Возьмем теперь строку, заканчивающуюся двухсложным словом на — ты. Самое частое такое слово у Пушкина — мечты: 39 раз, в том числе 6 раз в родительном падеже единственного числа и 33 раза в именительном падеже или винительном падеже множественного числа. Среди этих 39 строк — только 2 четырехсловных (5 %: «Таи, таи свои мечты»), 27 трехсловных (71 %: «Надежды, шалости, мечты»). Мы уже можем предвидеть, что набор синтаксических комбинаций из трех и тем более двух слов будет более ограничен, чем из четырех.
Какое слово скорее всего может стоять перед финальным словом мечты? Очевидно, определяющее прилагательное, или причастие, или притяжательное местоимение. Действительно, таких сочетаний в конце стиха мы находим 30 или 39, причем 29 таких строк образуют связные синтагмы (79 %, тогда как среди строк на односложное ты было только 50 %).

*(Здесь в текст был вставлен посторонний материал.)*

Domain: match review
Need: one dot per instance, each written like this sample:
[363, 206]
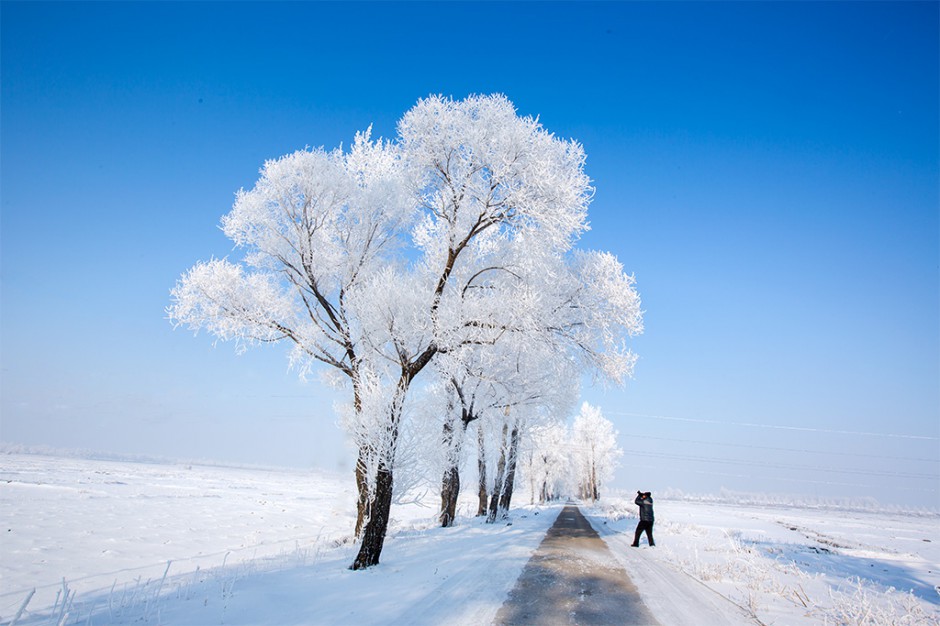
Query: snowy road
[572, 578]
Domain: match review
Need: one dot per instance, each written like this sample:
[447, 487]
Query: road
[572, 578]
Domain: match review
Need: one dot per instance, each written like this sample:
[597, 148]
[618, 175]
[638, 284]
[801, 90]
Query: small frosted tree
[548, 462]
[595, 450]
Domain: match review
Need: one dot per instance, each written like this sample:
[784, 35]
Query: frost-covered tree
[548, 462]
[595, 450]
[378, 261]
[316, 229]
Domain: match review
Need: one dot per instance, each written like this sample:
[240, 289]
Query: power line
[790, 479]
[777, 449]
[775, 426]
[810, 468]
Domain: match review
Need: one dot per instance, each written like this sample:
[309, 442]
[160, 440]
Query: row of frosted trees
[435, 278]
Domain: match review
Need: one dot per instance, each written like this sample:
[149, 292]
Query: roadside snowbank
[120, 542]
[785, 565]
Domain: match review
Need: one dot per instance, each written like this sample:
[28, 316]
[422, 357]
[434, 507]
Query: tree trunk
[380, 504]
[506, 496]
[481, 467]
[500, 477]
[373, 538]
[362, 484]
[595, 495]
[450, 483]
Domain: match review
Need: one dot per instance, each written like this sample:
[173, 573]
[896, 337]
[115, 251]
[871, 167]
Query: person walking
[644, 499]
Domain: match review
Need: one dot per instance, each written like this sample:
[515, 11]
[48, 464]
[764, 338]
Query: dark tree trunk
[500, 478]
[481, 467]
[362, 484]
[373, 537]
[506, 496]
[449, 492]
[450, 483]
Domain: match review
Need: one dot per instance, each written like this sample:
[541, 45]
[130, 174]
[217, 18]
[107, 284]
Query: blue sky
[769, 172]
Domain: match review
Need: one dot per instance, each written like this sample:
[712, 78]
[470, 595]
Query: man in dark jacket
[645, 501]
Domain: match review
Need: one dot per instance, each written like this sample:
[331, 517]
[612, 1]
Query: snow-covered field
[105, 542]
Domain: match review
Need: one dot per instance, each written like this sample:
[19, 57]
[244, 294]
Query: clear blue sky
[769, 171]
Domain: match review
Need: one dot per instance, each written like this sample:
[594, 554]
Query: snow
[109, 542]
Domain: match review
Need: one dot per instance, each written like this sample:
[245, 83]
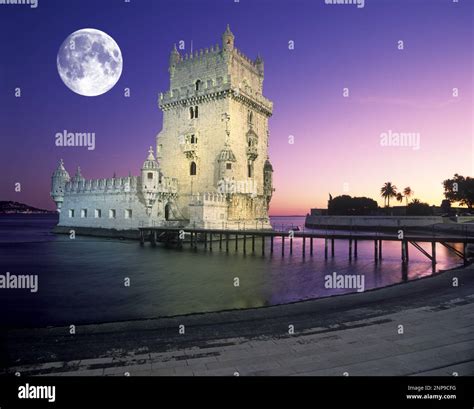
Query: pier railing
[221, 238]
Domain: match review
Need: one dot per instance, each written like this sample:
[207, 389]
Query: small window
[192, 169]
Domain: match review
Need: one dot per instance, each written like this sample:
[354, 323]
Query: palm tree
[387, 191]
[408, 193]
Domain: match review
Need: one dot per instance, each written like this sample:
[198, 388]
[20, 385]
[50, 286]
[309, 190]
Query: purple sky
[336, 140]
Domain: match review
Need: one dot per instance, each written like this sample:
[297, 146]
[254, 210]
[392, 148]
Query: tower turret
[150, 179]
[78, 176]
[227, 40]
[259, 64]
[58, 184]
[174, 59]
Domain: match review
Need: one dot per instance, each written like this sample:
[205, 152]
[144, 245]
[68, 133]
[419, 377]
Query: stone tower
[58, 185]
[214, 139]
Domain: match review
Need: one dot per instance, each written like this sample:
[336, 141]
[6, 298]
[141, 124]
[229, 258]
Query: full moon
[89, 62]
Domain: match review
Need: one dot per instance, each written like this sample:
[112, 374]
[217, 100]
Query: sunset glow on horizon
[337, 145]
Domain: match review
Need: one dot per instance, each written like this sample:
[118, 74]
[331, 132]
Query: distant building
[211, 168]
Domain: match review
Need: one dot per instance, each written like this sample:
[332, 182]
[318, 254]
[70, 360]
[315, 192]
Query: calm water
[82, 280]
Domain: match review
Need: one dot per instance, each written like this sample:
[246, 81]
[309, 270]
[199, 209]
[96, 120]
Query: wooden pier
[209, 239]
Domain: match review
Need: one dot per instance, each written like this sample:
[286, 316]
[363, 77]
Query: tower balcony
[190, 149]
[252, 152]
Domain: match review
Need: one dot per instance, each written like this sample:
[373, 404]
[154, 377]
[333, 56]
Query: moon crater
[89, 62]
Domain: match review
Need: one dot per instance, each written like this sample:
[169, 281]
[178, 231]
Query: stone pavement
[351, 335]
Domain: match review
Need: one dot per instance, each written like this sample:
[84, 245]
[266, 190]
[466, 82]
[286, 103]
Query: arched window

В двухсложных строках синтаксическая конструкция, понятным образом, проще всего: длинное 6-сложное прилагательное или причастие плюс слово мечты: «благословенные мечты», «уединенные мечты», «самолюбивые мечты», «вольнолюбивые мечты», «великодушные мечты», всего у Пушкина 8 строк из 39 (21 %). Запас поэтических прилагательных такого ритма ограничен, поэтому начинаются повторения: «благословенные мечты» и «уединенные мечты» повторяются у Языкова, «великодушные мечты» у Майкова, сравните: «великолепные» у Языкова, «себялюбивые» у Некрасова, «честолюбивые» у Полонского. У Языкова, Баратынского, Лермонтова, Майкова и других поэтов мы находим также: «правдоподобные мечты», «недовершенные мечты», «и безграничные мечты», «и сумасшедшие мечты», «или небесные мечты», «все прихотливые мечты» и т. п. Но в целом в нашем сравнительном материале доля этого клише меньше, чем у Пушкина: не 21 %, а только 11 %. Вероятно, такая клишированность была очень заметна и стала избегаться.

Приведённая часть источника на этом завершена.